In this article, four non-linear expressions are analysed to model and estimate the environmental impacts (the global warming potential, as a case study) of a printed newspaper for different scenarios and combinations of parameters. The aim of obtaining a correlation that enables the calculation of the environmental impacts for any combination of scenarios without having to have a specific calculation software has been achieved.

All models can estimate low impacts more accurately than medium and high magnitude impacts. However, three of the models (Models 2, 3 and 4) show very satisfactory results over the whole range of application, as their respective parameters have been obtained with a mean absolute percentage error of less than 2%. Not all the independent variables make the same contribution to the estimations: print run and paper type are essential for the proper fit of all non-linear models. However, the contribution of the height of the paper, the grammage and the number of pages is negligible.

It is worth mentioning that Model 4, with just six β unknown parameters and two independent variables (print run and paper type), is particularly accurate (MAPE < 2%) and easy to implement.
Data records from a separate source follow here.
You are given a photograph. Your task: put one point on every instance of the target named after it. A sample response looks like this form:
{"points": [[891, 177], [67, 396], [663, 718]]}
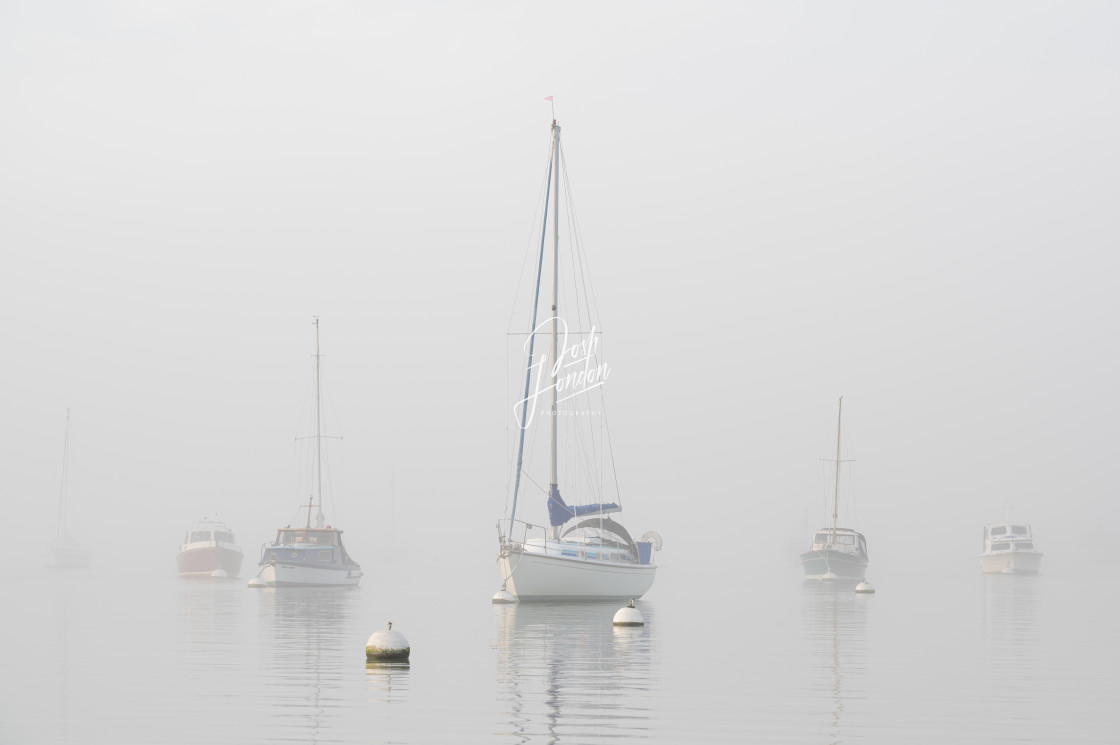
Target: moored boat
{"points": [[1009, 549], [311, 555], [836, 553], [207, 550]]}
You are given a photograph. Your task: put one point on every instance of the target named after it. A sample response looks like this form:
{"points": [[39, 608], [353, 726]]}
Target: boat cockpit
{"points": [[842, 539], [1008, 537]]}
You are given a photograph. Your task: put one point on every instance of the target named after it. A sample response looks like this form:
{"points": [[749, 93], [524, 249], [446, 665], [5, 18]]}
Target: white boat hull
{"points": [[541, 577], [286, 575], [1011, 562]]}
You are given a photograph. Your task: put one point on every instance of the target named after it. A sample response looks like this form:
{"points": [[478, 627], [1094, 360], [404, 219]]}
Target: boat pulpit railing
{"points": [[519, 532]]}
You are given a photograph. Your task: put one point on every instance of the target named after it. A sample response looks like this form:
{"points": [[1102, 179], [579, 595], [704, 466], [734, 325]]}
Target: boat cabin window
{"points": [[313, 537], [841, 539]]}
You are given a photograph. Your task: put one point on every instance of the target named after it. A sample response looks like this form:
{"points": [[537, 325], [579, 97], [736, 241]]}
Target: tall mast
{"points": [[318, 428], [553, 482], [532, 342], [62, 491], [836, 487]]}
In consequence, this paper provides companies in the newspaper production industry with a simple correlation for the estimation of the global warming potential of their products. In addition, the results show that it is possible to have a tool at the disposal of these companies that, based on the historical or environmental impact analysis in different scenarios, would allow them to obtain environmental impacts through correlations in other situations. This methodology could be extended to an endless number of companies and products, so that companies could provide information on the impacts of the products they manufacture that can be part of their environmental labels.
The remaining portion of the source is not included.